For an individual patient, the framework produces a structured explanation stating how each PSA measurement and each genomic score component contributed to the predicted metastasis hazard at specified time horizons, such as "Your PSA value of 2.1 ng/mL at month 12 contributed +15% to your predicted 2-year metastasis risk, while your Decipher score of 0.65 contributed +30%." These attributions enable clinicians to identify whether hazard is driven by rapid PSA kinetics, high genomic risk, or unfavorable combinations thereof, and the baseline reference (zero PSA, median genomic score) makes the direction and magnitude of each contribution interpretable [25].
Across a patient cohort, the framework aggregates attribution scores to identify which PSA time points and which genomic markers are most informative for metastasis prediction on average, revealing that PSA velocity during months 6 to 18 post-treatment may be more prognostic than any single absolute PSA value. Population-level analysis can also compare attribution patterns between risk groups, showing that genomic scores dominate predictions for intermediate-risk patients while PSA kinetics dominate for high-risk patients, or vice versa [26]. These patterns can guide clinical understanding of how different prognostic factors operate across disease stages and inform the design of simplified risk scores for settings where full deep learning deployment is infeasible.
Actionable explanations directly inform treatment decisions by identifying modifiable or monitorable drivers of risk; for example, if the framework attributes high 2-year metastasis risk primarily to a PSA doubling time of less than three months, the clinician may escalate from semi-annual to quarterly PSA monitoring, initiate salvage radiation, or add a brief course of androgen deprivation therapy. Conversely, if high risk is attributed almost entirely to an elevated genomic score with stable PSA kinetics, the focus may shift toward systemic therapy rather than local salvage interventions, as the genomic risk reflects intrinsic tumor biology less responsive to local treatment [27]. The explanation format is designed to be readable at the point of care, requiring no specialized data science training.
Clinician trust in the framework depends fundamentally on the plausibility and consistency of its explanations: when the model attributes high 2-year metastasis risk to rapidly rising PSA (PSA doubling time less than three months) within the first year after radical prostatectomy, this aligns perfectly with established clinical knowledge that biochemical recurrence with short doubling time strongly predicts subsequent metastatic progression.
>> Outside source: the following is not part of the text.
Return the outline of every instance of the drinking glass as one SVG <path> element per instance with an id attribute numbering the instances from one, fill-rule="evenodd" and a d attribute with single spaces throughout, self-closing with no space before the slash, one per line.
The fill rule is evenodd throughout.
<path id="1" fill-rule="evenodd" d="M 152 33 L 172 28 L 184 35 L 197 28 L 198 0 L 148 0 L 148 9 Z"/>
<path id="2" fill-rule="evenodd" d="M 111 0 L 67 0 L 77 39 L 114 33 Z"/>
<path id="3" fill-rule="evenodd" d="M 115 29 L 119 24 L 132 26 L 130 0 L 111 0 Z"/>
Conversely, when the model attributes high risk to a single low PSA value while ignoring a clearly rising trend over multiple measurements, such contradictions would rightly prompt model skepticism and potential clinician override, creating a natural verification mechanism where clinical expertise serves as a check on model behavior rather than blind acceptance of its outputs [28].
Beyond pointwise plausibility, clinicians require consistency across similar patients and stability over time: if two patients with nearly identical PSA trajectories and Decipher scores receive substantially different attributions, or if the same patient evaluated twice with minimally updated PSA values receives dramatically different explanations, trust erodes rapidly, as clinicians perceive the model as capricious rather than reliable. The framework should therefore report attribution confidence intervals or stability metrics alongside point estimates, and prospective user studies should measure how explanation consistency affects clinician willingness to modify treatment plans based on model recommendations.
Over time, consistent alignment between attributions and clinical expectations builds the trust necessary for routine adoption, while persistent contradictions signal the need for model retraining, architecture revision, or recalibration of the attribution baseline. A phased adoption strategy is recommended: initially, the framework serves as a silent decision-support tool whose explanations are reviewed retrospectively in tumor boards; after achieving high plausibility scores (e.g., >85% of explanations rated as clinically sensible by urologists), the framework can transition to prospective use with clinician override authority; and only after demonstrating improved clinical outcomes (e.g., reduced time to metastasis detection or more appropriate treatment intensification) should autonomous recommendation be considered [28]. This cautious pathway respects the primacy of clinical judgment while systematically building the evidence base for XAI in prostate cancer survival prediction.
Table 2 provides an evaluation matrix linking survival-model performance, explanation reliability, subgroup robustness, and clinical adoption readiness.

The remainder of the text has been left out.